AI-Driven Commerce Creates New Risk: Legitimate Purchases Being Flagged as Fraud

The rapid adoption of AI shopping agents is creating an unexpected challenge for merchants worldwide. While much attention has focused on potential fraud from these systems, a growing number of legitimate AI-initiated purchases are being incorrectly flagged as fraudulent and declined.

This ‘false decline’ crisis stems from legacy fraud detection systems that struggle to differentiate between genuine AI transactions and malicious bot activity. As agentic commerce expands—projected to account for 25-30% of global online sales by 2030 according to The Paypers Global Ecommerce Report 2026—this issue will only intensify.

The Mismatch Between Systems and Behavior

Fraud detection systems were primarily designed to identify patterns associated with human shoppers. They rely on signals like device fingerprints, session behavior, and authentication methods that AI agents can now mimic effectively.

“The fraud systems most merchants use today were built to detect bad human behavior,” explains Monica Eaton, founder and CEO of Chargebacks911. “They weren’t designed for a world where legitimate AI agents and malicious bots produce nearly identical traffic patterns.”

The Cost of False Declines

False declines carry several immediate consequences:

  • Lost sales: Revenue is immediately forfeited without the possibility of chargebacks
  • Brand damage: Customers may lose trust when their purchases are unexpectedly blocked
  • Reduced AI adoption: Agents may avoid platforms with high decline rates, limiting future growth opportunities

Adapting to Agentic Commerce

To address this challenge, merchants need to shift from relying on point-of-transaction signals to building comprehensive consent frameworks.
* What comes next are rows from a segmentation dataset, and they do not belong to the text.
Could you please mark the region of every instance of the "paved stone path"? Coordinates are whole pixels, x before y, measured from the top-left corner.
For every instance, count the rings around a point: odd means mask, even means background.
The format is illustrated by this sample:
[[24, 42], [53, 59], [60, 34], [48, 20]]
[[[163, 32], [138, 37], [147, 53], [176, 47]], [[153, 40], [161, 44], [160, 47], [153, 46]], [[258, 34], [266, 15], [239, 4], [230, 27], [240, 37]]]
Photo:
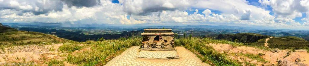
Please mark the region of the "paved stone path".
[[183, 47], [176, 48], [180, 58], [168, 60], [138, 59], [139, 46], [127, 50], [107, 63], [105, 66], [210, 66], [203, 63], [195, 54]]
[[141, 50], [137, 57], [148, 58], [164, 58], [178, 56], [177, 53], [175, 50], [160, 51]]

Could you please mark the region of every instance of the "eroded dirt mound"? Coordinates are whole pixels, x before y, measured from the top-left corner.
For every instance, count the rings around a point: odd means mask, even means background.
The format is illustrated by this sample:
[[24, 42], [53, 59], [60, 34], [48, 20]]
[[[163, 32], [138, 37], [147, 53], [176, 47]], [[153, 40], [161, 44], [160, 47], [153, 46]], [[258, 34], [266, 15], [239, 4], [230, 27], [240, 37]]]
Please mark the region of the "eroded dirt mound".
[[[278, 61], [281, 63], [286, 63], [292, 66], [307, 66], [309, 64], [309, 53], [307, 52], [295, 52], [288, 53], [289, 50], [276, 50], [269, 51], [246, 46], [234, 46], [228, 44], [210, 44], [215, 50], [221, 53], [225, 53], [232, 59], [241, 62], [248, 62], [258, 65], [277, 65]], [[237, 54], [252, 54], [259, 55], [266, 62], [257, 61], [248, 57], [242, 56]], [[298, 61], [298, 59], [300, 60]], [[295, 61], [295, 60], [297, 60]], [[283, 63], [282, 63], [283, 64]]]
[[33, 62], [46, 65], [44, 63], [52, 59], [62, 60], [63, 53], [58, 50], [62, 44], [51, 45], [17, 46], [0, 50], [0, 63]]

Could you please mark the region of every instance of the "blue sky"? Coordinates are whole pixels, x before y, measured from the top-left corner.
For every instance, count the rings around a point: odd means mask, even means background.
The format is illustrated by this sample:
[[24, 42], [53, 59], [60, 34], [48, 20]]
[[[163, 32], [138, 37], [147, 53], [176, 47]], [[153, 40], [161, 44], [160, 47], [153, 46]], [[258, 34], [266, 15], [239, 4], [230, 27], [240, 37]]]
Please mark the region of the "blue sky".
[[308, 0], [2, 0], [0, 22], [308, 29]]

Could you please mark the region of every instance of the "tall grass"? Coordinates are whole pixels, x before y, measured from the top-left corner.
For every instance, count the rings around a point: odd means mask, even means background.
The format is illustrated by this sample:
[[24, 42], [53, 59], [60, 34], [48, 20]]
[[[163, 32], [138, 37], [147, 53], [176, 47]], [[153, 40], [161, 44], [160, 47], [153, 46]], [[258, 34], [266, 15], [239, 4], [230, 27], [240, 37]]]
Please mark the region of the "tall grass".
[[135, 37], [125, 39], [88, 41], [80, 43], [90, 45], [91, 49], [68, 55], [66, 60], [70, 63], [81, 65], [93, 66], [104, 62], [107, 57], [118, 51], [132, 46], [140, 46], [142, 37]]
[[183, 46], [186, 48], [200, 53], [203, 57], [199, 57], [203, 62], [211, 62], [216, 66], [241, 66], [240, 62], [227, 58], [226, 54], [216, 51], [210, 43], [227, 43], [233, 46], [241, 46], [242, 43], [225, 40], [214, 40], [208, 38], [196, 37], [180, 38], [175, 40], [175, 45]]

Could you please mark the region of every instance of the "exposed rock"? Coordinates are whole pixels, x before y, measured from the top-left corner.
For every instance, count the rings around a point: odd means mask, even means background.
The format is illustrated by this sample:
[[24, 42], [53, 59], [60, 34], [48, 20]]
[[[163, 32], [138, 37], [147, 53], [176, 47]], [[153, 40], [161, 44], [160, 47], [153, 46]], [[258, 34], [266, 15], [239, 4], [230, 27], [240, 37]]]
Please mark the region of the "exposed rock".
[[303, 63], [301, 63], [299, 62], [296, 62], [295, 63], [295, 64], [299, 66], [308, 66], [307, 65], [305, 64], [304, 64]]
[[283, 61], [278, 61], [278, 63], [279, 63], [279, 66], [293, 66], [292, 63], [290, 62], [289, 61], [286, 60]]
[[300, 59], [299, 58], [297, 58], [295, 59], [295, 62], [300, 62], [301, 61], [301, 60], [300, 60]]
[[[296, 59], [295, 60], [295, 62], [297, 60], [298, 61], [300, 61], [300, 59], [299, 58]], [[283, 61], [280, 60], [278, 62], [279, 63], [279, 66], [307, 66], [307, 64], [304, 64], [303, 63], [299, 63], [299, 62], [292, 62], [289, 61], [288, 60], [285, 60]]]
Key recommendations include:

  1. Granular permission systems: Define clear limits and authorizations for AI agents operating on their platforms
  2. Robust evidence capture: Log all agent activity with timestamps and authorization details
  3. Adaptive fraud rules: Adjust thresholds to account for the unique behavioral patterns of agent-initiated purchases

By proactively adapting their infrastructure, merchants can not only reduce false declines but also position themselves for success in an increasingly AI-driven commerce landscape.